DESCRIPTION (provided by applicant): Parasitic nematodes infect a significant proportion of the world's population and exact an enormous toll of human illness. These parasites infect their hosts as developmentally arrested infective larvae (usually third-stage larvae, (L3i) that resume development once they enter the host. Drawing upon extensive relevant findings in Caenorhabditis elegans, we have uncovered definitive evidence that insulin-like (ILS) and steroid-nuclear hormone receptor (NHR) signaling regulate L3i development before and during the infective process in the parasitic nematode Strongyloides stercoralis. In this renewal application, we propose to complete our studies on regulation of L3i development by ILS in S. stercoralis and initiate new research on the potential of a conserved steroid NHR signaling pathway as a therapeutic target in this parasite.
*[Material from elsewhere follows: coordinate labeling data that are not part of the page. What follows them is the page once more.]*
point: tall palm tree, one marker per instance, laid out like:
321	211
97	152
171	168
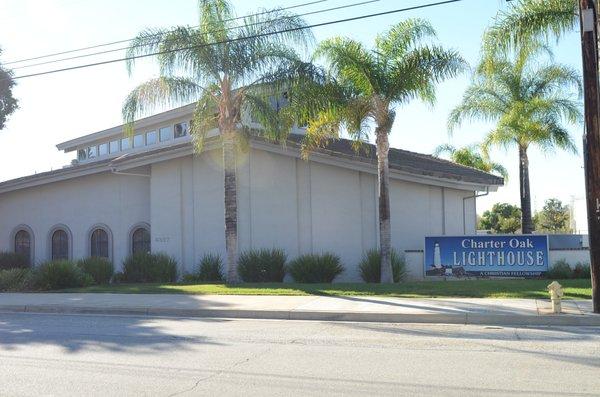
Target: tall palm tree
528	101
364	87
472	156
229	67
532	19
The first of our two Specific Aims asks whether insulin signaling regulates formation and maintenance of L3i by S. stercoralis. Specifically we will determine whether the insulin-like receptor kinase Ss-DAF-2 and the PI3 kinase Ss-AGE-1 block arrest of L3i and promote their developmental reactivation in the host and whether insulin-like peptides Ss-ILP-6 and Ss-ILP-7 promote developmental reactivation and arrest of L3i, respectively. Our approach will involve analyzing phenotypes that result from expressing dominant transgene constructs based on these molecules in S. stercoralis. Specific Aim 2 will ask whether signaling through the Ss-DAF-12 NHR augments regulatory ILS effects in S. stercoralis and whether this small molecule receptor could be a target for chemotherapy based on naturally occurring steroids or their analogs. We propose to identify the natural ligands of Ss-DAF-12 and compare their activity in regulating L3i arrest and reactivation to the DAF-12 ligands from C. elegans, D4- and D7-dafachronic acids (DA). We will use chemical inhibitors to probe endogenous NHR DAF-12 function in S. stercoralis and use a gerbil model of infection to determine whether administered Ss-daf-12 inhibitors or DA can prevent development of L3i, clear adult worm infections and/or block fulminant autoinfection, a potentially fatal complication of human strongyloidiasis. These experiments will directly reflect the potential of DAF-12 NHR function as a chemotherapeutic target in parasitic nematodes.

描述(由申请人提供)：寄生线虫感染了世界上相当大比例的人口，给人类疾病造成了巨大的损失。这些寄生虫以发育受阻的感染性幼虫(通常是第三阶段幼虫，L3I)的形式感染宿主，一旦进入宿主，就会恢复发育。借鉴秀丽隐杆线虫的大量相关发现，我们发现了明确的证据，即在寄生线虫Strongyloids stercoris感染之前和感染过程中，胰岛素样(ILS)和类固醇核激素受体(NHR)信号调节L3I的发育。在这一新的应用中，我们建议完成我们关于ILS对Sstercoris L3I发育的调控的研究，并开始新的研究，以保守的类固醇NHR信号通路作为这种寄生虫的治疗靶点。我们的两个特定目标中的第一个是询问胰岛素信号是否调节胸锁螺旋体L3I的形成和维持。具体地说，我们将确定胰岛素样受体激酶SS-DAF-2和PI3激酶SS-AGE-1是否阻断L3I的发育再激活并促进其在宿主中的发育再激活，以及胰岛素样多肽SS-ILP-6和SS-ILP-7是否分别促进L3I的发育再激活和抑制。我们的方法将包括分析由于表达基于这些分子的主导转基因结构而导致的表型。具体目标2将询问，通过SS-DAF-12 NHR的信号是否增强了司体珊瑚中ILS的调节作用，以及这种小分子受体是否可能成为基于自然产生的类固醇或其类似物的化疗靶点。我们建议鉴定SS-DAF-12的天然配体，并将它们与线虫的DAF-12配体、D4-和D7-Dafachronic酸(DA)在调节L3I抑制和重新激活方面的活性进行比较。我们将使用化学抑制剂来探索内源性NHR DAF-12在斯特氏链球菌中的功能，并使用沙土鼠感染模型来确定应用SS-DAF-12抑制剂或DA是否可以阻止L3I的发展，清除成虫感染和/或阻断暴发性自身感染，暴发性自身感染是人类弓形虫病的一种潜在致命并发症。这些实验将直接反映DAF-12 NHR作为寄生线虫化疗靶点的潜力。